Art and Markets--Skeel

Through a quirk of scheduling, I was in Amsterdam a week ago for a corporate law conference and (after a brief return home) am now in Milan and Rome for nine days with the twelve students in my Globalization of Corporate Governance seminar.   The combination of corporate law conferences and side trips to several of the world’s great art museums has gotten me thinking—however ill-informedly—about the relationship between markets and art.

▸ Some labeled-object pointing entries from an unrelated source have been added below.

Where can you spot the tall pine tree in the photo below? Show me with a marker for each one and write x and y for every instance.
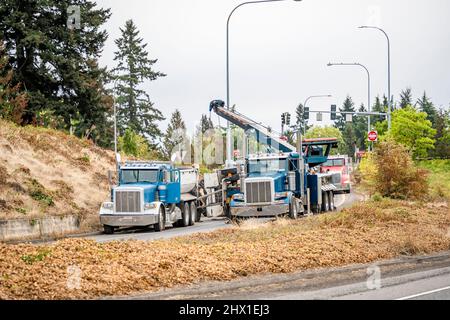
(57, 66)
(136, 111)
(406, 98)
(174, 134)
(348, 106)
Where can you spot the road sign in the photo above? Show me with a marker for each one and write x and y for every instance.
(349, 117)
(333, 112)
(373, 136)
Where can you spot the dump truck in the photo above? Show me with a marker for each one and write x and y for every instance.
(281, 181)
(152, 194)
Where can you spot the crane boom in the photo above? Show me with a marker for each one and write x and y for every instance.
(263, 135)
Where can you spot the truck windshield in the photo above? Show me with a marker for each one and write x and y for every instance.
(266, 166)
(136, 176)
(334, 163)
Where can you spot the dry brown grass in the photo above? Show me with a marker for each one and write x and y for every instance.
(38, 165)
(365, 233)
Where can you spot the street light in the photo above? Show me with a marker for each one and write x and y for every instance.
(389, 71)
(115, 123)
(229, 155)
(368, 76)
(313, 97)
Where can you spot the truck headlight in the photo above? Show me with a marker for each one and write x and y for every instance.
(108, 205)
(149, 206)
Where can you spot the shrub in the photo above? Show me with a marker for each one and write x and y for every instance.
(391, 172)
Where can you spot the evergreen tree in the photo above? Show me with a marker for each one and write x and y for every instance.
(348, 106)
(301, 122)
(12, 101)
(174, 134)
(442, 145)
(205, 124)
(57, 66)
(136, 111)
(427, 106)
(406, 98)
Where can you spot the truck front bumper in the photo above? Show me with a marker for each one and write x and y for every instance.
(259, 212)
(128, 220)
(110, 218)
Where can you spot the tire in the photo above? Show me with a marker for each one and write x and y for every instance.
(185, 215)
(193, 213)
(108, 229)
(293, 209)
(161, 225)
(331, 201)
(325, 204)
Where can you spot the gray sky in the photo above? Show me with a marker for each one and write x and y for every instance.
(279, 52)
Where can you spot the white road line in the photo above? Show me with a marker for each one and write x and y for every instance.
(423, 294)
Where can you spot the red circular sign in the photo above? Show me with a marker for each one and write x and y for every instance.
(373, 136)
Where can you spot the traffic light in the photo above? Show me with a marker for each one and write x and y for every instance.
(306, 113)
(333, 112)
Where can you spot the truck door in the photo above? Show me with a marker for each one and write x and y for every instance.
(173, 186)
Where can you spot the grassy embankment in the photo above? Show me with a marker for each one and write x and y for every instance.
(439, 177)
(45, 172)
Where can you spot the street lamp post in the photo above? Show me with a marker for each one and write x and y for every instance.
(115, 123)
(313, 97)
(389, 72)
(229, 151)
(368, 86)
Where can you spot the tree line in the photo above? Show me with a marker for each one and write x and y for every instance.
(416, 123)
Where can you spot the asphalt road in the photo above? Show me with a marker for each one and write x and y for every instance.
(207, 225)
(406, 278)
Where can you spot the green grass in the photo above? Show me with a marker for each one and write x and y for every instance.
(439, 177)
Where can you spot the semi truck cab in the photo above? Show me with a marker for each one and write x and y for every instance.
(150, 194)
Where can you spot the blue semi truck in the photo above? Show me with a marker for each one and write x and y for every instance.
(283, 180)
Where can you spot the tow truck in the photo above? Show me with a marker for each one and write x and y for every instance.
(283, 180)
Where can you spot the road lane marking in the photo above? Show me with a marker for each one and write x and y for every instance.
(423, 294)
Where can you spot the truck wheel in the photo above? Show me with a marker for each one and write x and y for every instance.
(161, 225)
(325, 204)
(185, 215)
(108, 229)
(193, 215)
(331, 201)
(293, 209)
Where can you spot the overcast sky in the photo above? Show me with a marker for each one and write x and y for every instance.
(279, 52)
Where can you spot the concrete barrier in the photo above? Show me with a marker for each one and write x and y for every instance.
(27, 229)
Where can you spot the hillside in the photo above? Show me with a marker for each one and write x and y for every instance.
(45, 172)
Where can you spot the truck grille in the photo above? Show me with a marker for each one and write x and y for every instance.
(128, 201)
(336, 178)
(258, 192)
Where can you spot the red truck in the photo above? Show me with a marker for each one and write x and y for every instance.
(340, 167)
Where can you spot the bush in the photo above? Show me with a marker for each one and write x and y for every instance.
(133, 144)
(391, 172)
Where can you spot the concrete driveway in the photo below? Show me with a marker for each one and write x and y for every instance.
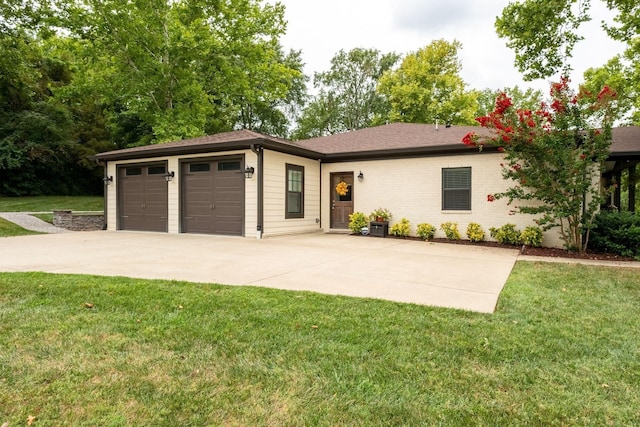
(465, 277)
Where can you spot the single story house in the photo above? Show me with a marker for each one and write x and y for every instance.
(247, 184)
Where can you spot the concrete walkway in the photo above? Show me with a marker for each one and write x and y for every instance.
(457, 276)
(30, 222)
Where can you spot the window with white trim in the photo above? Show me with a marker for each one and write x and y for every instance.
(295, 192)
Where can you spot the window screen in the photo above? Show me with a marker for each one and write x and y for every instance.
(295, 192)
(456, 189)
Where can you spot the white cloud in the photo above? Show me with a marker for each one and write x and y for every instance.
(321, 28)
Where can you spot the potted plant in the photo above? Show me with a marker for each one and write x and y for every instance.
(380, 215)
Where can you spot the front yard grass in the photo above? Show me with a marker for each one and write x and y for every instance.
(561, 349)
(9, 229)
(51, 203)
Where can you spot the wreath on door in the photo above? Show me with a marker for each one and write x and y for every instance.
(342, 188)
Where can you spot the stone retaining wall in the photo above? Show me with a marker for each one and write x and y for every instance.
(78, 221)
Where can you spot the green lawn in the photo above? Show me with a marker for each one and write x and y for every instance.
(50, 203)
(9, 229)
(561, 349)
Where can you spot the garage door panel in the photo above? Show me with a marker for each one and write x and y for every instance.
(213, 197)
(143, 198)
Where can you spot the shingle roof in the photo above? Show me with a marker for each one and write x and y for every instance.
(395, 139)
(625, 141)
(394, 136)
(239, 139)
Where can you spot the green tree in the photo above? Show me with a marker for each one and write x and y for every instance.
(620, 78)
(554, 156)
(529, 99)
(544, 33)
(175, 69)
(35, 130)
(427, 86)
(347, 98)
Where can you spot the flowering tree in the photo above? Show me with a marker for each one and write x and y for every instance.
(554, 156)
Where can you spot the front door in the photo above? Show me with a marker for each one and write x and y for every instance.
(341, 199)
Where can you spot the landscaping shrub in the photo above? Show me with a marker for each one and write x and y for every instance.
(475, 233)
(507, 234)
(426, 231)
(357, 220)
(531, 236)
(617, 233)
(450, 230)
(401, 229)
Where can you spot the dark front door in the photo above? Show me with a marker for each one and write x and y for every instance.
(143, 197)
(213, 196)
(341, 201)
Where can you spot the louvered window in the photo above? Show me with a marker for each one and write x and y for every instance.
(456, 189)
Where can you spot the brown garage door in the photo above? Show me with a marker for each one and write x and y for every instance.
(142, 202)
(213, 196)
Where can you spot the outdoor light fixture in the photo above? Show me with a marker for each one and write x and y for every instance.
(169, 176)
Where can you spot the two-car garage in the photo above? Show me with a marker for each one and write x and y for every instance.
(211, 196)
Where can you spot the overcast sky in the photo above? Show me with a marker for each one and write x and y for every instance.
(320, 28)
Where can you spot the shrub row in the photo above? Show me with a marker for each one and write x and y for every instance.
(507, 234)
(616, 233)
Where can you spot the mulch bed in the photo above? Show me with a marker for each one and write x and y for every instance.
(545, 252)
(527, 250)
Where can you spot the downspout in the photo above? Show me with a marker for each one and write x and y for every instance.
(105, 181)
(258, 149)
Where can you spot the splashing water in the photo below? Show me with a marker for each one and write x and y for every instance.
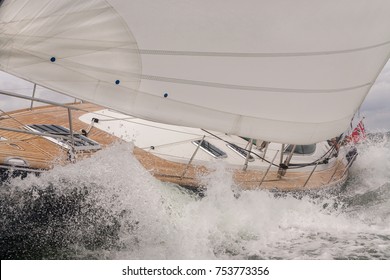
(109, 207)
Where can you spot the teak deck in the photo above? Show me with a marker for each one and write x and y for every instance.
(42, 154)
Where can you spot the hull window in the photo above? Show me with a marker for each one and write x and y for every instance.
(210, 149)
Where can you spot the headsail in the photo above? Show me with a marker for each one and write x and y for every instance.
(283, 71)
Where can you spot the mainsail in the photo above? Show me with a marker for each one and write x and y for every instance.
(283, 71)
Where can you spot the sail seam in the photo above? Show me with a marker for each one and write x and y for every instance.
(248, 54)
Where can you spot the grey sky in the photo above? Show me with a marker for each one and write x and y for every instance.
(375, 109)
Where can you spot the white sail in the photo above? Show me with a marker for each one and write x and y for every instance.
(283, 71)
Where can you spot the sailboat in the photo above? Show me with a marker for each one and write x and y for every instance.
(267, 87)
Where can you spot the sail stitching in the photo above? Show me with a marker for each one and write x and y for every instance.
(245, 54)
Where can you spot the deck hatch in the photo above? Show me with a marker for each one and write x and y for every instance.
(81, 143)
(210, 149)
(241, 151)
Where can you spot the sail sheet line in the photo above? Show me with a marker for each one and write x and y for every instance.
(252, 55)
(249, 88)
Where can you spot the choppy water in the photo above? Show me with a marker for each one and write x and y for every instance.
(109, 207)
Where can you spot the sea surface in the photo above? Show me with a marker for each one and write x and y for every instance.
(109, 207)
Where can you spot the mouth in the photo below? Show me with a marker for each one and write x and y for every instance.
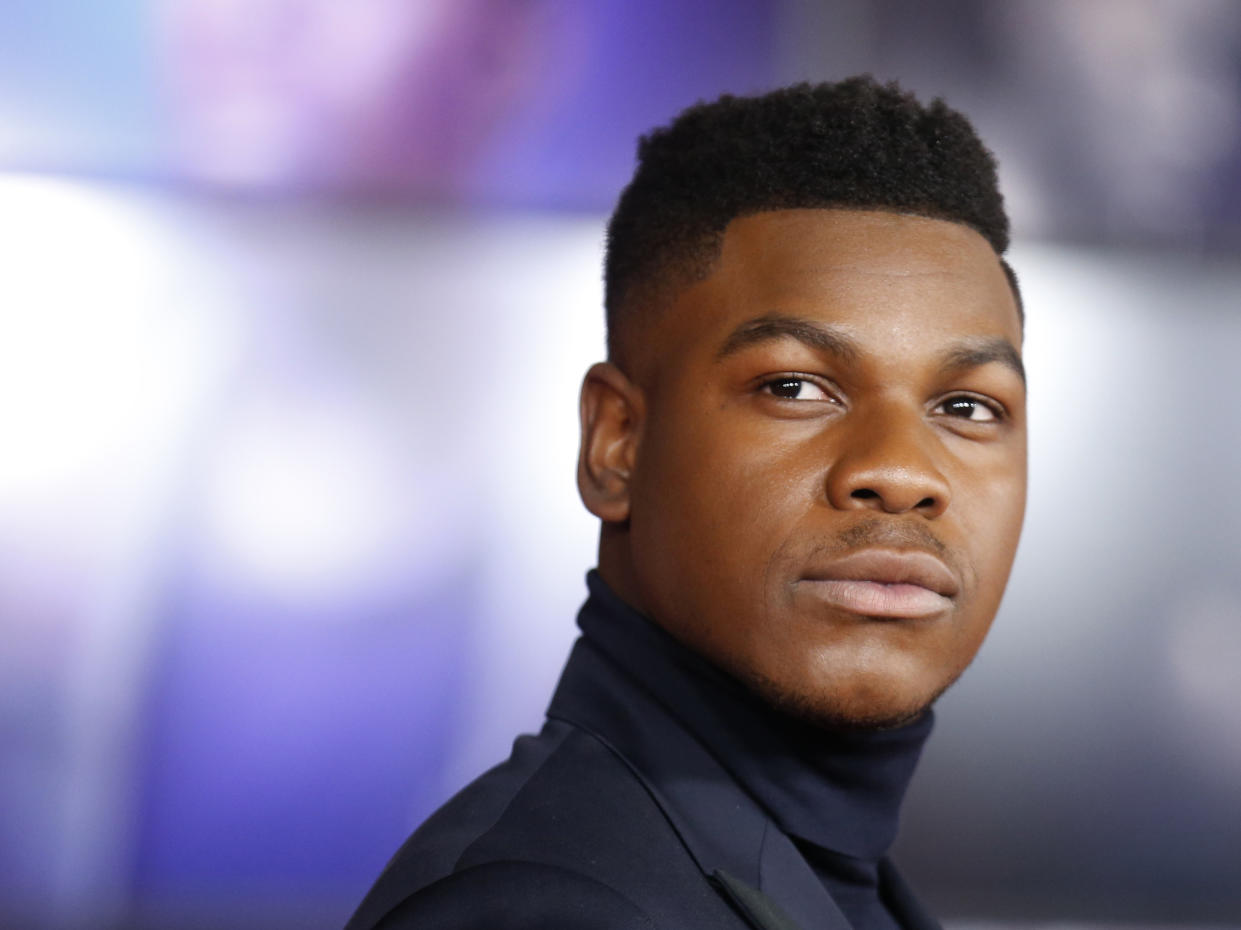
(884, 584)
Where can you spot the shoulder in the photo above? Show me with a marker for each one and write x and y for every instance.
(562, 831)
(516, 895)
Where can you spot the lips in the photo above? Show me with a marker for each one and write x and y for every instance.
(876, 582)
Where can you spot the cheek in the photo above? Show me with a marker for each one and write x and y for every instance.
(716, 493)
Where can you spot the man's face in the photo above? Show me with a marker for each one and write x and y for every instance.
(829, 478)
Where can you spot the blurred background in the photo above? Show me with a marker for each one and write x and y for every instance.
(294, 301)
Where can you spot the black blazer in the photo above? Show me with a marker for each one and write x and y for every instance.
(613, 816)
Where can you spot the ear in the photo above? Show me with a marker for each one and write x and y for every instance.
(612, 412)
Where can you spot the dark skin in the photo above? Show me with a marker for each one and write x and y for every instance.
(813, 469)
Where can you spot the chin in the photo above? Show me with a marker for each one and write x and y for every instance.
(858, 705)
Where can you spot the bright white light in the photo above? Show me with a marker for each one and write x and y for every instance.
(101, 359)
(302, 499)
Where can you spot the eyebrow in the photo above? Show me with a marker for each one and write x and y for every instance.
(984, 352)
(766, 329)
(972, 353)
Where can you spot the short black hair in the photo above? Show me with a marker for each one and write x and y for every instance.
(853, 144)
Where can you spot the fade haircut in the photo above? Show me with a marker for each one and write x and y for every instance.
(854, 144)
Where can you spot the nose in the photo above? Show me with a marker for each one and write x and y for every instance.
(886, 462)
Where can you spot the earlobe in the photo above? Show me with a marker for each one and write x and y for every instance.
(611, 410)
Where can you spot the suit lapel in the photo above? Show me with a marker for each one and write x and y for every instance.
(900, 899)
(739, 849)
(756, 907)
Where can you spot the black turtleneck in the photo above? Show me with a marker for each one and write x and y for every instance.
(837, 794)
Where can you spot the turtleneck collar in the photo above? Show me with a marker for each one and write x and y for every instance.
(838, 790)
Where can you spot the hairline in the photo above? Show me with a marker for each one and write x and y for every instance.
(658, 292)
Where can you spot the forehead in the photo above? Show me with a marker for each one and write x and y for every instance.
(900, 283)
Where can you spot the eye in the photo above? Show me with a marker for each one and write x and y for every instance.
(969, 409)
(796, 389)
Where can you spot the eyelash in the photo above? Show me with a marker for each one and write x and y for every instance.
(770, 384)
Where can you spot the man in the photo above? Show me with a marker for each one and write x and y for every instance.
(807, 451)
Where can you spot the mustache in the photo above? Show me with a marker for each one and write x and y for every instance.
(875, 533)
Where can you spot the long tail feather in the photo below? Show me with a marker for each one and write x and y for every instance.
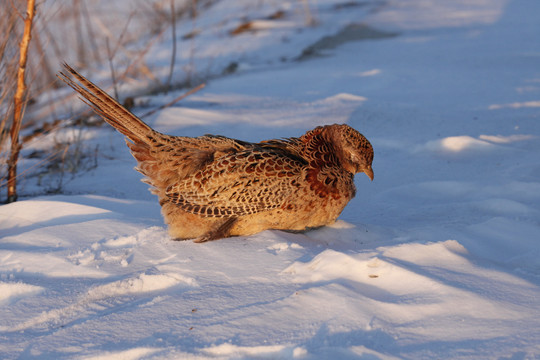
(108, 108)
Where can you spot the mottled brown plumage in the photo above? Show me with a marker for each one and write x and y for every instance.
(211, 187)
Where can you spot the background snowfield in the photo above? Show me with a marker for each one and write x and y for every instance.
(437, 258)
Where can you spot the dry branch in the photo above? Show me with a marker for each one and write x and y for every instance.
(18, 102)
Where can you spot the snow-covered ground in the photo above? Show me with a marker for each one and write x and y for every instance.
(437, 258)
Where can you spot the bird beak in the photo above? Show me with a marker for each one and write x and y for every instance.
(369, 172)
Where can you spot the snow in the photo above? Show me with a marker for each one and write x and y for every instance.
(438, 257)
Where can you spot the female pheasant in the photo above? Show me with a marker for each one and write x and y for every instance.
(211, 187)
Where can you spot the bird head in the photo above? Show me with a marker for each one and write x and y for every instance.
(353, 149)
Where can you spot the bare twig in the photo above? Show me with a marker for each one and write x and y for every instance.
(109, 57)
(18, 102)
(173, 55)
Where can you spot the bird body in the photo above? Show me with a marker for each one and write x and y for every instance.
(210, 187)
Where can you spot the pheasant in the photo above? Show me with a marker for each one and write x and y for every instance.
(212, 187)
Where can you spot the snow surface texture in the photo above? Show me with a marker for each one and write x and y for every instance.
(438, 258)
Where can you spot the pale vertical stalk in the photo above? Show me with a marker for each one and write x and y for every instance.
(18, 102)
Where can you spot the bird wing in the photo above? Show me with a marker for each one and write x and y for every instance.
(240, 184)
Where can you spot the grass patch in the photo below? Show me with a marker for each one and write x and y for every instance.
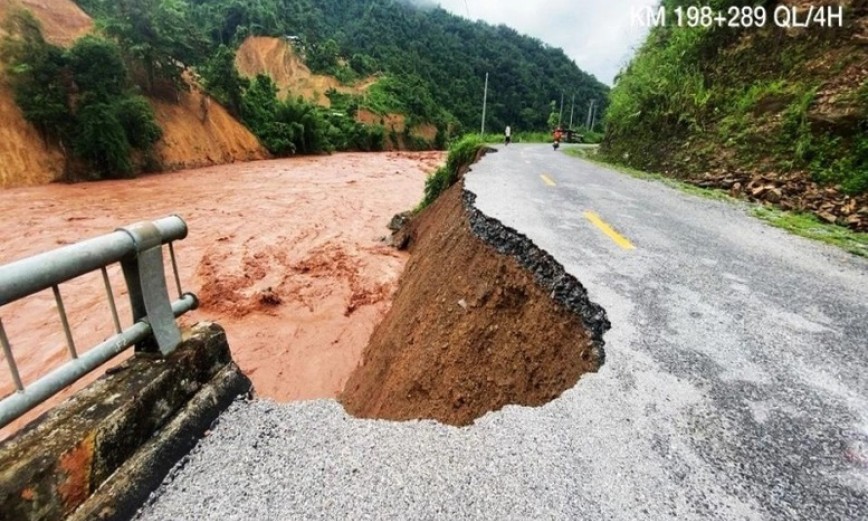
(461, 154)
(802, 224)
(590, 154)
(807, 225)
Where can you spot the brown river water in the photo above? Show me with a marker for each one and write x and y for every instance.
(287, 255)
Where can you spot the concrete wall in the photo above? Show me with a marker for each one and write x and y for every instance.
(99, 454)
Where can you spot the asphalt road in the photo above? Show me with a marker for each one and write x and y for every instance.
(735, 383)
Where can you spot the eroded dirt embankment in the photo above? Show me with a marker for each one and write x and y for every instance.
(287, 255)
(482, 319)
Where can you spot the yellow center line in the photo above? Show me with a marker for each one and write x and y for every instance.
(619, 239)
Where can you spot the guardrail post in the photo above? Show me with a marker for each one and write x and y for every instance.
(146, 281)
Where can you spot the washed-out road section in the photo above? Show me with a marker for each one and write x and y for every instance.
(734, 385)
(287, 255)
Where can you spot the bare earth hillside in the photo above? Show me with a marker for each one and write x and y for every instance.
(197, 132)
(276, 58)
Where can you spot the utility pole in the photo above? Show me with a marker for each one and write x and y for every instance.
(561, 115)
(590, 111)
(593, 117)
(484, 104)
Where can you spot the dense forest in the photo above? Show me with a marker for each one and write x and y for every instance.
(779, 115)
(91, 99)
(434, 62)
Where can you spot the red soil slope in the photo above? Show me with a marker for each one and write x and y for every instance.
(196, 133)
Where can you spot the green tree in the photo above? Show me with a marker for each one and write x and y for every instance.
(98, 68)
(222, 80)
(159, 36)
(36, 69)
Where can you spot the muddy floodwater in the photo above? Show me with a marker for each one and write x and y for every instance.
(287, 255)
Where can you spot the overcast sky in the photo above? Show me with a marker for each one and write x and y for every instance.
(597, 34)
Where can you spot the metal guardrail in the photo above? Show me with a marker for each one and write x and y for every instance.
(139, 250)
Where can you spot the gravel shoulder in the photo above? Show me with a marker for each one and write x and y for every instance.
(734, 386)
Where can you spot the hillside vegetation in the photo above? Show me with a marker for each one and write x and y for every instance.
(431, 64)
(777, 115)
(191, 135)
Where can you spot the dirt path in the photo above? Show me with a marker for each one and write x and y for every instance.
(286, 255)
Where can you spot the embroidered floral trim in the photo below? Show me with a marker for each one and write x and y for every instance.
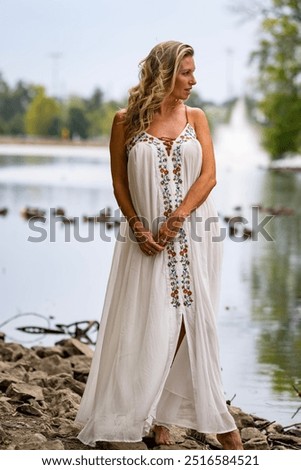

In my seedtime, we always assumed that great artists invariably resisted the commercial tendencies of their time.  But after a couple of hours with Rembrandt’s paintings of wealthy burghers (like this one, The Sampling Officials (1662)) from 17th Century Holland in Amsterdam’s Rijksmuseum, or the Medici commissioned paintings in the Brera here in Milan, it seems clear that art-as-resistance is not a universal tendency. In 17th century Holland and Renaissance Italy, markets and art blossomed in tandem.
 
It may be that artistic trends alternate between fellowship with and resistance to markets. But I’m more inclined to suspect that markets and art invariably move in roughly parallel directions. The fragmentation of the art world in the past several decades may, for example, echo the destabilizing effects of globalization and rapid innovation in the financial markets.  Perhaps this means that we will see a period of neotraditionalism both in art and in corporate and financial life once the current crisis passes.

March 8, 2010

Church in Milan--Skeel

Yesterday I found myself in an Italian language service in Milan. The church—the Chiesa Cristiana, which doubles as Milan Bible Church in the afternoon-- was a thirty minute walk through nondescript neighborhoods (a reminder that Milan was heavily bombed during World War II) from my hotel. I ended up in the Italian language service because of the timing of the services—certainly not because of proficiency in Italian, which is still years away.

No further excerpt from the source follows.